On my eCommerce site I have a pagination. So my 200 items are spread out 10 pages like page1.htm, page2.htm..... The problem is that users can easily change the sorting. So page1.htm?sort=0 (page2.htm?sort=0, .... ) will show most expensive items first and page1.htm?sort=1 (page2.htm?sort=1, .... ) will show least expensive items first. (Notice different parameter sort) So the question is what do I submit to Google's sitemap? Only page1.htm, page2.htm,.... or all 3 versions of them Page1.htm, page1.htm?sort=0, page1.htm?sort=1, .....
You should use the below xml sitemap generator to crawl your site and create an xml sitemap, it will use the best method possible. Yes its free. http://www.vigos.com/products/gsitemap/
Are all 3 different? Or are "Page1.htm" = "page1.htm?sort=0"? I do not think Google will penalize you too much for pages that are somewhat-alike... That said, you may want to ask in a search engine optimization forum and not sitemaps (since your question is also relevant when not using XML sitemaps) If you do decide to block some page variants from search engines, you can do so in e.g. robots.txt.

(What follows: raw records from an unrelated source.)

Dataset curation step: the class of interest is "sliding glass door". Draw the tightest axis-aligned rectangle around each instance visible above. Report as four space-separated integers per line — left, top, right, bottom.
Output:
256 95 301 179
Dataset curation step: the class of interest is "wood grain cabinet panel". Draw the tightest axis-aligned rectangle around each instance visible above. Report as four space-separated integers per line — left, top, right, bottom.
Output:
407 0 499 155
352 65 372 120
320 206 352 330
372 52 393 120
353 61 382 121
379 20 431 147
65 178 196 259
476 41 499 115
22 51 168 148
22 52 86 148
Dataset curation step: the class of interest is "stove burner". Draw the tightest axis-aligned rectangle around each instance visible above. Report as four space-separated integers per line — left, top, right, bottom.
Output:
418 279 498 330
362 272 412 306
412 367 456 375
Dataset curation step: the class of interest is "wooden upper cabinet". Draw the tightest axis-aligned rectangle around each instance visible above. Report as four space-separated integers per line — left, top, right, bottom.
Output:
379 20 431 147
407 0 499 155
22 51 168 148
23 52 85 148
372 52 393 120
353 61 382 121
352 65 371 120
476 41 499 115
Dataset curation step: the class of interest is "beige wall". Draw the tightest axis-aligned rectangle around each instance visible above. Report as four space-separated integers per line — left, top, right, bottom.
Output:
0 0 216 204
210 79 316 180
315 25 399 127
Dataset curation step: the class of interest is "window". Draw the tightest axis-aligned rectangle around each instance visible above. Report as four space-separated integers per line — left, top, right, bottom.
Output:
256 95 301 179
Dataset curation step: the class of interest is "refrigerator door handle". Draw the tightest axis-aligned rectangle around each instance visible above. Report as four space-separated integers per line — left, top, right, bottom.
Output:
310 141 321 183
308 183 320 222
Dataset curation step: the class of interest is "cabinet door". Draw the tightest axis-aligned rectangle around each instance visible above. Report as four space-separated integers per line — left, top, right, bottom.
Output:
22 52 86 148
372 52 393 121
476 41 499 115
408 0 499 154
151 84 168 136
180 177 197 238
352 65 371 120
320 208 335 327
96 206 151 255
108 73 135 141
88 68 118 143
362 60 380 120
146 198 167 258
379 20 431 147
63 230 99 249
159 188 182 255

Thanks ThomasShulz. "Page1.htm" not equal "page1.htm?sort=0 since on page1.htm products sorted randomly and same product can end up on page3.htm with sorting specified products basically always on the same page. Right now google spiders both pages page1.htm and page1.htm?sort=0 since people link to both versions at will.... So if i submit my Site map, without sorting urls, will google ignore page1.htm?sort=0 or is it still going to keep it in index??? thanks
Google uses XML sitemaps as an extra way of discovering your pages. If it finds other variants on its own (e.g. the sorting ones), it will include them as well. This will in most cases not penalize you. You may even get multiple variants listed and indexed... Most of the time Google will just select what it thinks is "best"... But... If Google sees you have lots (!) of "similar" pages, it may become in general less willing to index your website. It is possible to use "robots.txt" and "noindex" meta tag as a solution to this - by letting search engines now what pages not to index. I would probably include all pages, but that is just what I would do. Main reason is that you say people are linking using different sorted/non-sorted urls.